Woo hoo! It looks like we will be getting to come on down to Brunswick on the 9th and fish out of our new boat for the first time. Weather looks spotty, so we will probably just target bull reds in the inlet, so we can run back to dock if something rolls in.

My question is: How do y'all set your drags for bottom fishing bull reds. We will be using circle hooks and cut baits. Do you set your drags hard and let them hook up on the take? Or, do you set them light and tighten up once they move off with the bait?

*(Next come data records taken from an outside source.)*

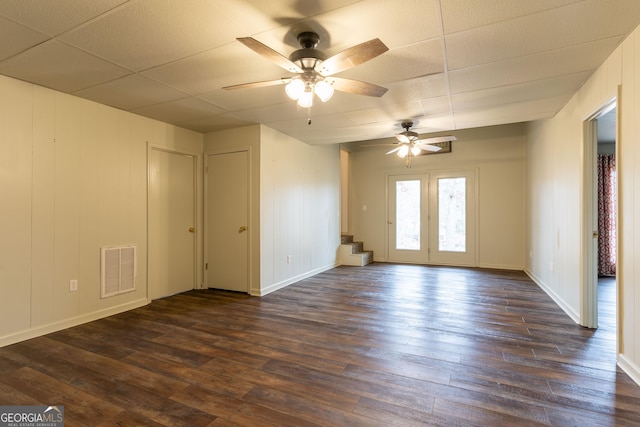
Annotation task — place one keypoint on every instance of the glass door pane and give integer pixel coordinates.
(407, 218)
(408, 214)
(453, 218)
(452, 214)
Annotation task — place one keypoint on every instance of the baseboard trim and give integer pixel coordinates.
(629, 367)
(501, 267)
(283, 284)
(70, 322)
(555, 297)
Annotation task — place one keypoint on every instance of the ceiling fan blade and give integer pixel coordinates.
(356, 87)
(403, 138)
(428, 147)
(351, 57)
(270, 54)
(437, 139)
(283, 80)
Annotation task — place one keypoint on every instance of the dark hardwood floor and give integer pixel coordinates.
(384, 345)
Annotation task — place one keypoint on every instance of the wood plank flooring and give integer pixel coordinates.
(381, 345)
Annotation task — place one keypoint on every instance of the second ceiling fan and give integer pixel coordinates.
(315, 70)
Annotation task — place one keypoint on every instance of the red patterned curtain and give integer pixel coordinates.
(607, 214)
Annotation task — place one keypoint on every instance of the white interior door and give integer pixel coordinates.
(172, 219)
(227, 265)
(453, 218)
(407, 218)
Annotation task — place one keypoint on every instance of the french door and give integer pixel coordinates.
(408, 219)
(432, 218)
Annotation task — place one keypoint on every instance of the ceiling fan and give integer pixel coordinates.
(315, 71)
(409, 145)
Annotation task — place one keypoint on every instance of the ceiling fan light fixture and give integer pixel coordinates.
(324, 90)
(306, 98)
(294, 89)
(403, 151)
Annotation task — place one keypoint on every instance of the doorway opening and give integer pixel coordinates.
(600, 308)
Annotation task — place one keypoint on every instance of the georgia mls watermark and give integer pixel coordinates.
(31, 416)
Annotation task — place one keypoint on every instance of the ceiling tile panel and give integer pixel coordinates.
(131, 92)
(250, 98)
(574, 59)
(461, 15)
(146, 33)
(396, 112)
(22, 38)
(416, 60)
(517, 112)
(180, 110)
(509, 95)
(55, 17)
(215, 123)
(501, 60)
(61, 67)
(227, 65)
(571, 25)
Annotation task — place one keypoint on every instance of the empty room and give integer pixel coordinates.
(322, 213)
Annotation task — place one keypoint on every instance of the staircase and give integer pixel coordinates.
(352, 253)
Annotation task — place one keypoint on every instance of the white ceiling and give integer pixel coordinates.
(451, 64)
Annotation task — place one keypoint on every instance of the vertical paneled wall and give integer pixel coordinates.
(300, 209)
(73, 178)
(554, 203)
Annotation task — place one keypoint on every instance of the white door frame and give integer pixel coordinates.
(589, 233)
(150, 148)
(207, 226)
(419, 256)
(428, 204)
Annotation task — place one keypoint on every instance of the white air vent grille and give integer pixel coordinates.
(117, 270)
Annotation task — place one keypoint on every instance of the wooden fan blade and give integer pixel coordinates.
(283, 80)
(270, 54)
(355, 86)
(437, 139)
(427, 147)
(351, 57)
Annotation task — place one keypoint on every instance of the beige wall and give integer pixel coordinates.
(497, 153)
(295, 204)
(554, 202)
(73, 177)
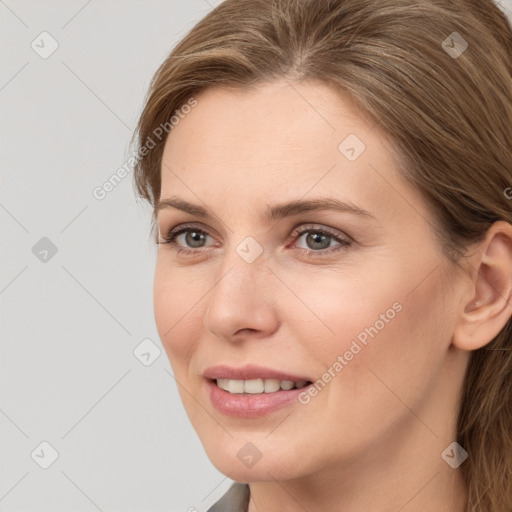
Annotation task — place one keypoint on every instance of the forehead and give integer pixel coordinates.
(277, 141)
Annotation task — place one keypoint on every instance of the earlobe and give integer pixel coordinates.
(489, 307)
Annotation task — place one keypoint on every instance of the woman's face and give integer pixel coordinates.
(366, 316)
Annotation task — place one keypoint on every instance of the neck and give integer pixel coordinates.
(403, 472)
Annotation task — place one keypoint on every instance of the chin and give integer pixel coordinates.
(233, 459)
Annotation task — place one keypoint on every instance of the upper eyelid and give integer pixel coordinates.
(297, 230)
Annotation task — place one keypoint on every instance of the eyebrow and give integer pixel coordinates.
(274, 212)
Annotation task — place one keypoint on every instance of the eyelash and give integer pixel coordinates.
(169, 239)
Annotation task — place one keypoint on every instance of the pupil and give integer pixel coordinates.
(317, 238)
(192, 235)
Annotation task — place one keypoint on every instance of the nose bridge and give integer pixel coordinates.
(241, 297)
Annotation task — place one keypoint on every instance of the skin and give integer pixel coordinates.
(372, 438)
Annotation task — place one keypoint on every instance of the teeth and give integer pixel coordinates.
(254, 386)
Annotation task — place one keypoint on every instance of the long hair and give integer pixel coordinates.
(437, 76)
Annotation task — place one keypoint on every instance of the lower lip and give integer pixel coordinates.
(250, 405)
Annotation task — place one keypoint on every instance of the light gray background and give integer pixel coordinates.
(70, 324)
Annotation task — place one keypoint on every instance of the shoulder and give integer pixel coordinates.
(236, 499)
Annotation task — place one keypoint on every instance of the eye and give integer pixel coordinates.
(321, 238)
(318, 240)
(193, 236)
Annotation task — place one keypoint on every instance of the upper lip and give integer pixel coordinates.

We do have a couple of rods with a Shimono Baitrunner and a Penn Spinfisher V Live Liner, so we canset them light if need be.

Thanks for the info!


----------



## Silver Bullet (Aug 31, 2017)

I do my fishing from the pier and the beach.  I have experimented with a moderately tight drag and moderately loose drag while fishing circles.  I have found that if the drag is too tight, the fish would knock the rod, move off, then drop the bait before hooking up.   I have found that it's best to fish with a moderately loose drag.  Let the fish begin to move off with the bait, then get tight and stay tight on the fish.  I'll let the fish pull drag for maybe 3 or 4 seconds before engaging the drag to where I want to fight the fish.  That's about the time it takes me to get up from my beach chair and get to the rod.  I don't set the hook, but I will lean into the fish a little bit to make sure the hook has found its spot.  If you pick up the rod while he's swimming off, you should have him.  If he drops it, or slacks the rod up, he or a friend usually comes and gets in pretty quick.  Once I'm hooked up, I get the drag pretty tight to get the fish in quick and back into the water.
SB


----------



## sea trout (Aug 31, 2017)

We use penn senators. We have the drags set tight to where they can barely pull it out when we point at them but it's locked down at 90 degrees.
We set the bait alerts on while cut bait on circle hooks waits to be eaten. we'll tell stories, listen to the radio and chill out till the bait alert clicks away. Then we'll pick up the rod, lock the spool, wait for the fish pull, then we'll reel fast and pull towards 90 degrees at same time. The drag is already set.

For reels without bait alerts IDK. The above reply sound awesome. I don't pay attention enough, I've lost many a rods to the water bottom fishin for big fish. They strike when I'm not ready! Bait alert is my friend!!
Good luck man!!!!!!!!!!!!!!!!!


----------



## weagle (Aug 31, 2017)

Using circle hooks, I keep my drags set just tight enough to keep the line tight against the weight.   The fish will swim off with little resistance.  I just pick up the rod and tighten the drag to fight the fish.   If a fish takes it and runs, hook-ups are about 100%.


----------



## Scallen (Aug 31, 2017)

Thanks, guys. Sounds like the bait runners will be just the ticket for this then, as we can set the bait drag and fighting drag independently. Cant wait to take the new boat out. Hopefully we will get to tangle with a few.


----------